Announced positive data using OMS721, the lead human monoclonal antibody in Omeros' mannan-binding lectin-associated serine protease-2 (MASP-2) program, in a well-established animal model of thrombotic microangiopathy (TMA). Thrombotic microangiopathies represent a group of disorders that occurs in the microcirculation of the body's organs, including atypical hemolytic uremic syndrome (the lead indication for OMS721), hemolytic uremic syndrome and thrombotic thrombocytopenic purpura. Omeros submitted a European Clinical Trial Application (CTA) in May 2013 to seek approval to initiate clinical trials evaluating OMS721 in Europe, and a clinical trial evaluating OMS721 began in July 2013.

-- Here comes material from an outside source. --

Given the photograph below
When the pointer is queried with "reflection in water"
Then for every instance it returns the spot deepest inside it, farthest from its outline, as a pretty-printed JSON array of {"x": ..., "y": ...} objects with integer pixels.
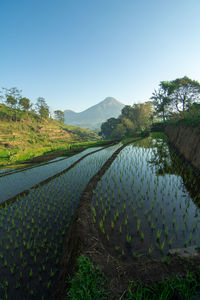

Completed a registered direct offering of 3,903,004 shares of its common stock at a price of $4.14 per share. Omeros received net proceeds from the offering of approximately $16.1 million, after deducting offering expenses.
Announced positive data in the most commonly used model for studying the clinical and pathological features of multiple sclerosis, or MS, further advancing the Company's development program of GPR17-targeting compounds for the treatment of MS. Compounds previously discovered by Omeros that inhibit GPR17, an orphan G protein-coupled receptor, or GPCR, unlocked by Omeros, significantly improved function from experimental autoimmune encephalomyelitis in mice. Using its proprietary high-throughput Cellular Redistribution Assay, Omeros believes that it alone has identified compounds that functionally interact with GPR17 and has patents pending that are broadly directed to any such compounds active at the receptor.